# Setup

In [172]:
import hashlib
import json
import os
import shutil
from urllib.parse import urlparse

import geopandas
import ipywidgets as widgets
import matplotlib.dates as mdates
import matplotlib.pyplot as plt
import numpy as np
import pandas as pd
import seaborn as sns
from bertopic import BERTopic
from bertopic.vectorizers import ClassTfidfTransformer
from hdbscan import HDBSCAN
from IPython.display import HTML, display
from ipywidgets import interact, interact_manual
from sentence_transformers import SentenceTransformer
from tqdm.notebook import tqdm
from umap import UMAP


In [178]:
claims_path = "../claims_parse_urls-6m-hard_clean.json"

In [190]:
config = {
    "text_columns": ["claimReviewed"],
    "filter_by": ["language"],
    "embedding_model" : "paraphrase-multilingual-MiniLM-L12-v2",
    "umap_model": {
        "n_neighbors": 15,
        "n_components": 5,
        "min_dist": 0.0,
        "metric":"cosine"
    },
    "hdbscan_model":{
        "min_cluster_size": 5,
        "metric": "euclidean",
        "cluster_selection_method": "eom",
        "prediction_data": True
    }
}

In [173]:
tqdm.pandas()

# date_formatter = lambda ax : mdates.ConciseDateFormatter(ax.xaxis.get_major_locator())
pd.set_option('max_colwidth',None)
pd.set_option('display.max_columns', None)

In [174]:
# current_palette = sns.color_palette()
# first = current_palette[0]
# second = current_palette[1]

# Helper Functions

In [175]:
def value_counts(series):
    "Compute the count, percentage, and cumulative sum of unique values in a Pandas Series."
    return pd.concat(
        [
            series.value_counts().rename("count"),
            series.value_counts(normalize=True).rename("percentage"),
            series.value_counts(normalize=True).cumsum().rename("cumsum")
        ], axis=1
    )

In [176]:
def top_k_claims(df,topic,k=3,asc=False):
    "Returns the top k claims for a given topic in a DataFrame, sorted by probability."
    return df[df.cluster==topic].sort_values("probability",ascending=asc).head(k)

In [177]:
def topic_summary(topic,sample=2,asc=False):
    "Prints a summary of a topic and displays the top k claims for that topic."
    print(f"Topic {topic}: {len(claims[claims.cluster==topic])} articles")
    print(topic_model.get_topic(topic))
    display(top_k_claims(claims,topic,sample,asc)[["country","claimReviewed_t"]])

In [192]:
def get_config_id(config):
    a = json.dumps(config, sort_keys=True)
    return hashlib.md5(a.encode("utf-8")).hexdigest()

# Data


<div class="alert alert-block alert-info">
Download the parsed claims from https://drive.google.com/file/d/1QlCtKtSwdUX6NWOcUXijmxi4JoSdp49O/view?usp=sharing
</div>

In [179]:
claims = pd.read_json(claims_path)

In [180]:
claims["media"] = claims.url.apply(lambda x: urlparse(x).hostname)

### Filter by language


<div class="alert alert-block alert-info">
Language ISO list from https://publications.europa.eu/code/en/en-5000800.htm
</div>

In [181]:
european_languages = ["bg","hr","cs","da","nl","en","et","fi","fr","de","el","hu","ga","it","lv","lt","mt","pl","pt","ro","sk","sl","es","sv"]

In [182]:
claims = claims[claims.languageISO.apply(lambda x: x in european_languages)]

### Filter by continent


<div class="alert alert-block alert-info">
The library geopandas contains a map of countries and continents.
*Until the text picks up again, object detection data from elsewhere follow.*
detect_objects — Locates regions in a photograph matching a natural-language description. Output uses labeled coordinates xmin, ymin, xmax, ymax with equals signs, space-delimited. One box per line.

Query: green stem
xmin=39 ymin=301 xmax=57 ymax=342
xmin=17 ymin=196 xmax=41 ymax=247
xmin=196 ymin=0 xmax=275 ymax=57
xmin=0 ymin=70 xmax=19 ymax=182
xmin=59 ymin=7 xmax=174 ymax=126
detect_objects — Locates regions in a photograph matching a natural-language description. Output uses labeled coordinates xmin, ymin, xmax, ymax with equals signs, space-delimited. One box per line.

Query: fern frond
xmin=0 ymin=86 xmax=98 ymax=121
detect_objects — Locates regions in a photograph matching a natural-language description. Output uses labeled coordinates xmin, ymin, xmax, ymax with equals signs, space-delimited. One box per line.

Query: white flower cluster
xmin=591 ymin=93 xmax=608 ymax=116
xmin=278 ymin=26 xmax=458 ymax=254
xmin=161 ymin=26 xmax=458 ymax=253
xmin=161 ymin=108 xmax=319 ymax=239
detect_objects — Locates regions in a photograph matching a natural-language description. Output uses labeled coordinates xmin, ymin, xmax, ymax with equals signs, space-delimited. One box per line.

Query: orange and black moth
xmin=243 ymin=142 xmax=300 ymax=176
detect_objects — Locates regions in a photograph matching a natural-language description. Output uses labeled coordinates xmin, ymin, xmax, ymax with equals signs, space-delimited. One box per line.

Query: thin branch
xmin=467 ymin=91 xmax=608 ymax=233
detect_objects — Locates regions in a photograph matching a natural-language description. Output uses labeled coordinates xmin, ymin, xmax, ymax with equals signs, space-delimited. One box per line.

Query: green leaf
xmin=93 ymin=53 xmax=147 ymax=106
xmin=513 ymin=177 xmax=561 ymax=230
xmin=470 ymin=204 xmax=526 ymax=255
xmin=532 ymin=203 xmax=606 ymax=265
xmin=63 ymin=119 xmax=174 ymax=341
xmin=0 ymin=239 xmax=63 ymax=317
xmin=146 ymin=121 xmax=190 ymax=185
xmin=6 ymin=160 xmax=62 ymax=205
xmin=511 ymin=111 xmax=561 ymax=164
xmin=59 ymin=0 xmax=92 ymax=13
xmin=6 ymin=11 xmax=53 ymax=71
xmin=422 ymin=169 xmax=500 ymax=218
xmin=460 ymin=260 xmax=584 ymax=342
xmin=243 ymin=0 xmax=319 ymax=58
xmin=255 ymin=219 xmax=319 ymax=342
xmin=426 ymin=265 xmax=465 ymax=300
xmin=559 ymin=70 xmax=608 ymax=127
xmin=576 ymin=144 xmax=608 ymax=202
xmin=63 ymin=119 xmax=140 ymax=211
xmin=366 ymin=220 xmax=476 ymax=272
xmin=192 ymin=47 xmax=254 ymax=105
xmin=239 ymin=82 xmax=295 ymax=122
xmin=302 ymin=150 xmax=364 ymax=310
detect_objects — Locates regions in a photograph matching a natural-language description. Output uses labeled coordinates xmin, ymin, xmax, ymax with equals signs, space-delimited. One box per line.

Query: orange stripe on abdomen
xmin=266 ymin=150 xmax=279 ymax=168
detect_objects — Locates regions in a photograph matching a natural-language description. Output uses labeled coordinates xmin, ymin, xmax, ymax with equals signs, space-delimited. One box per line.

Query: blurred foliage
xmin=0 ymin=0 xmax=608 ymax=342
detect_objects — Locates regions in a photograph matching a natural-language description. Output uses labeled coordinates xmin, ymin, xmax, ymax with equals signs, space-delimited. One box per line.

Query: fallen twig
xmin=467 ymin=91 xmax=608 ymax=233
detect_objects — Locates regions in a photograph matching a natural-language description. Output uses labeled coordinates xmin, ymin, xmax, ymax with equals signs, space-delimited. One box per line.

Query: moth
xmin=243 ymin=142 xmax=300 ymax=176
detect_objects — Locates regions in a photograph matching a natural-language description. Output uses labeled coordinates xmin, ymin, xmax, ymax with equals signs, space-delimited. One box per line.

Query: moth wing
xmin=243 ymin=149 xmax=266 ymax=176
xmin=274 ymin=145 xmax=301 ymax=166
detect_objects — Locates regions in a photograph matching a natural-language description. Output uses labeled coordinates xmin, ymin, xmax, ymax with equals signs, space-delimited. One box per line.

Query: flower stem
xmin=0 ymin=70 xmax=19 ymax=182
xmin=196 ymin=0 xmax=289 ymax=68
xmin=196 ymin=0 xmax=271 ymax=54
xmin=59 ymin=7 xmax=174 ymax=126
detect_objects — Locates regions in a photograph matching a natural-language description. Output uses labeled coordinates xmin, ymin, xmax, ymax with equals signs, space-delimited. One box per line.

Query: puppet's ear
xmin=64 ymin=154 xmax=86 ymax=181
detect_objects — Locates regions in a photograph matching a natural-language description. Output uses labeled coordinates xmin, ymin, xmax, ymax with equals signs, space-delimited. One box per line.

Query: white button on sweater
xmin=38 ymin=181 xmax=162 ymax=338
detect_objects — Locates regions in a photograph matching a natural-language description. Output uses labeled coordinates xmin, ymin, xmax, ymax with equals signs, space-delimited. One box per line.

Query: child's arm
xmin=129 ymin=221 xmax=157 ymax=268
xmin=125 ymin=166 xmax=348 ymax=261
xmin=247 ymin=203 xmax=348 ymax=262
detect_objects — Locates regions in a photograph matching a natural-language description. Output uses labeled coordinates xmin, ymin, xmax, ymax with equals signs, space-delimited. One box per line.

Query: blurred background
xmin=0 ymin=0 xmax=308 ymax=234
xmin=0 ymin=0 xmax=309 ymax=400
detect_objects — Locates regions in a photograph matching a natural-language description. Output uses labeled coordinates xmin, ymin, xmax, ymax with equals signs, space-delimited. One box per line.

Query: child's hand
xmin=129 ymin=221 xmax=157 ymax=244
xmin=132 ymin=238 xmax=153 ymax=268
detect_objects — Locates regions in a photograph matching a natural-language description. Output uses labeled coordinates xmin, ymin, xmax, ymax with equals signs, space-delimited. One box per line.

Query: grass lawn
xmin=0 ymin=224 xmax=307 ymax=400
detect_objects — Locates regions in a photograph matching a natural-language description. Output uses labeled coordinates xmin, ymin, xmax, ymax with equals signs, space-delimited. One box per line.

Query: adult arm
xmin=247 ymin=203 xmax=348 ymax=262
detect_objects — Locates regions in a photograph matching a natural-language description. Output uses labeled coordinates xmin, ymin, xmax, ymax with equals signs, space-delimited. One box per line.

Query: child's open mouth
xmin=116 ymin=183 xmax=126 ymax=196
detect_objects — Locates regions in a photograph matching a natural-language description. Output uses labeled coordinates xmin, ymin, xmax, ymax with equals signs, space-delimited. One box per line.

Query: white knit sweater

See https://geopandas.org/en/stable/ </div>

In [183]:
world = geopandas.read_file(geopandas.datasets.get_path('naturalearth_lowres'))

Some media had their country missing. We have compleated it for the media with more fact-checks.

In [184]:
media_country = {
    "politica.estadao.com.br": "Brazil",
    "www.bufale.net": "Italy",
    "www.telugupost.com": "India",
    "www.tf1info.fr": "France",
    "projetocomprova.com.br": "Brazil",
    "www.polygraph.info": "United States of America",
    "srilanka.factcrescendo.com": "Sir Lanka",
    "www.20minutes.fr": "France",
    "verifica.efe.com": "Spain",
    "defacto-observatoire.fr": "France",
    "dpa-factchecking.com": "Germany",
    "www.e-farsas.com": "Brazil",
    "info-veritas.com": "Spain",
    "factcheckgreek.afp.com": "Greece",
    "www1.folha.uol.com.br":"Brazil",
    "www.rtve.es": "Spain"
}

In [185]:
claims["country"] = claims.apply(lambda x: media_country.get(x["media"]) if not x["country"] else x["country"],axis=1)

In [186]:
countries = {c:world[world.name.str.lower().str.contains(c.lower())].iloc[0]["iso_a3"] for c in claims.country.unique() if c and world.name.str.lower().str.contains(c.lower()).any()}

In [187]:
claims["iso_a3"] = claims.country.map(countries)

In [188]:
claims["continent"] = claims.iso_a3.map(world.set_index("iso_a3").continent.to_dict())

In [19]:
claims = claims[claims["continent"].apply(lambda x: x in ["Europe", "North America", "South America"])]

## EDA

In [189]:
language_count = value_counts(claims.languageISO)
language_count.head(5)

Unnamed: 0,count,percentage,cumsum
en,6849,0.492415,0.492415
pt,2815,0.202387,0.694802
es,1487,0.106909,0.801711
fr,634,0.045582,0.847293
it,629,0.045223,0.892516


# BERTOPIC

## Model using scrape article

In [191]:
text_columns = ["claimReviewed"]
embeddings = None

In [195]:
def infer_topic(df,config,save_dir = "topic_runs"):
    global embeddings,text_columns

    docs = df[text_columns].apply(lambda x: '. '.join(x.values),axis=1)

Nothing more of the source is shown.